Bazen bir fikir ile ona yapılan reddiye veya bir delile yönelik cevap zaman açısından uymayabilir. Fakat tezimizde kişi değil fikir esas olacağı için, birinin dile getirdiği fikir veya delil zaman açısından ondan sonraki dönemde yaşamış başka birisinin düşüncesine de hitap etmiş olabilir. Ama böyle yerlerde dipnot düşerek cevabın doğrudan o kişiye hitap etmediğini belirteceğiz. Bu yüzden ilgili yerlerde muhatabı hedef alan doğrudan bir cevap aranması doğru olmayacaktır.

Tezin metni oluşturulurken genellikle âyetlerin meâli zikredilecek fakat âyetin belli bir lafzı delil olarak kullanılıyorsa o zaman metinde âyete, dipnotta ise meâline yer verilecektir.
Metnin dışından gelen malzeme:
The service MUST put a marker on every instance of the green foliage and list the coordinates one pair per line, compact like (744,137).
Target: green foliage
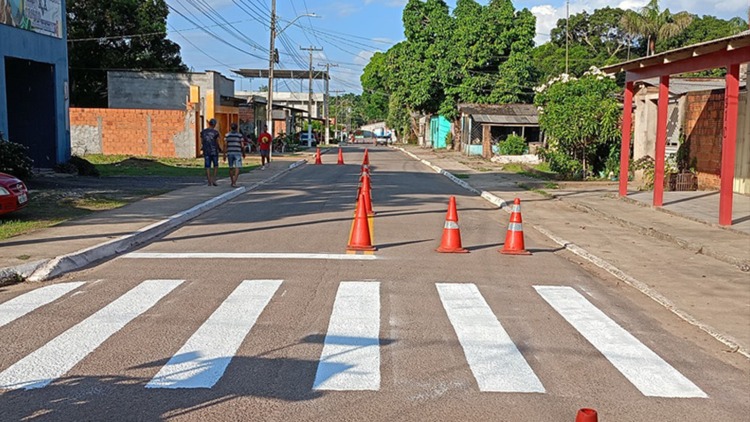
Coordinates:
(100,24)
(566,167)
(15,160)
(513,145)
(580,116)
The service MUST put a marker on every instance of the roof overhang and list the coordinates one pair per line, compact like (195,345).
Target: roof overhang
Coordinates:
(708,55)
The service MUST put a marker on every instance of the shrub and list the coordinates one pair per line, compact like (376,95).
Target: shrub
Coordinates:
(566,167)
(85,168)
(15,160)
(513,145)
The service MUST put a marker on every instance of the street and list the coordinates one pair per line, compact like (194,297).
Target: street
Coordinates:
(253,311)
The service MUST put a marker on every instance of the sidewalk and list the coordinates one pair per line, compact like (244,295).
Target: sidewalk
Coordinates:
(46,253)
(677,256)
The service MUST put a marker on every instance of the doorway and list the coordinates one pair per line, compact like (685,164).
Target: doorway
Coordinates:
(32,117)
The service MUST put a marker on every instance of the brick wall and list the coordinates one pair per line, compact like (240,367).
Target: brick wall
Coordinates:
(158,133)
(704,128)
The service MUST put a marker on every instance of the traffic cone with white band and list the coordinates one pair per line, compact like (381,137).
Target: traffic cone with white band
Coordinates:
(514,237)
(451,242)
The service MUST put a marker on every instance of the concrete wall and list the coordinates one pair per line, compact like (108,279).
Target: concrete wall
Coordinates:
(165,91)
(158,133)
(23,44)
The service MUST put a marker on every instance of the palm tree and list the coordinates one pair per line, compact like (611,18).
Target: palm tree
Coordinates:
(652,24)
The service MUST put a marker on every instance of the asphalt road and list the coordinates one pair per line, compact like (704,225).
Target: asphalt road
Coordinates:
(404,334)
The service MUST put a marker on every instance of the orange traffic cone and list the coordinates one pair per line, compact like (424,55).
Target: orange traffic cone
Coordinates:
(514,237)
(317,157)
(451,242)
(587,415)
(360,239)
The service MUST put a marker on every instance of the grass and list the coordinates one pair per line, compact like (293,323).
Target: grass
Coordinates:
(52,207)
(124,165)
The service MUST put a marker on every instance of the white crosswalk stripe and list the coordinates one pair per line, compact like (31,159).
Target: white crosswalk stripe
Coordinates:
(57,357)
(204,358)
(493,358)
(350,359)
(351,352)
(639,364)
(27,302)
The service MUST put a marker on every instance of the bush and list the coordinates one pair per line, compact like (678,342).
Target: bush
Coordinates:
(513,145)
(85,168)
(566,167)
(15,160)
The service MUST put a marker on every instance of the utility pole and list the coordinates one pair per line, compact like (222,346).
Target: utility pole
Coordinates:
(271,60)
(338,108)
(325,101)
(567,33)
(309,104)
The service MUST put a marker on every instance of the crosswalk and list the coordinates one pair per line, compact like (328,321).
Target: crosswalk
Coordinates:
(350,359)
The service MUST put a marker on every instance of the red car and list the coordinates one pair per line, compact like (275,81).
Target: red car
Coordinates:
(13,194)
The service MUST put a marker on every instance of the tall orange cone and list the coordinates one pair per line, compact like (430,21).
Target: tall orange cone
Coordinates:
(587,415)
(514,237)
(317,157)
(360,240)
(451,242)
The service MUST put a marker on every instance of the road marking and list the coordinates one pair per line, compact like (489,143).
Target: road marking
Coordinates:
(640,365)
(202,360)
(351,352)
(57,357)
(493,358)
(228,255)
(27,302)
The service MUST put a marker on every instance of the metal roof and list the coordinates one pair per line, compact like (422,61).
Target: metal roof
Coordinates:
(727,44)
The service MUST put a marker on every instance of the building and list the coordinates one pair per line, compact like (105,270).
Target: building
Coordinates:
(34,79)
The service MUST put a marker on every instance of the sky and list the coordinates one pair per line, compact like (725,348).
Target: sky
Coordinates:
(224,35)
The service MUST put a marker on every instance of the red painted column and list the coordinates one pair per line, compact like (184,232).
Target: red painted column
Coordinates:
(627,120)
(728,145)
(661,140)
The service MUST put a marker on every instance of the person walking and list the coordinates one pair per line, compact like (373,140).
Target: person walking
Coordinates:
(265,141)
(210,147)
(235,152)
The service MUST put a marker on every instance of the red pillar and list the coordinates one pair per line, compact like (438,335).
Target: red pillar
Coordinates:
(661,140)
(728,145)
(627,120)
Hadislere atıfta bulunurken onun özeti veya tercümesi metinde zikredilecek, Arapça metni dipnotta gösterilecektir.

Kaynaklar:

Görüşleri doğru bir şekilde ortaya koymak için sahiplerinin kendi eserlerine ulaşılabildiği ölçüde müracaat edilecektir, fakat bazı düşünürlerin kitaplarına doğrudan ulaşılamadığı için buralarda mecburen ikinci el kaynaklardan istifade edilecektir.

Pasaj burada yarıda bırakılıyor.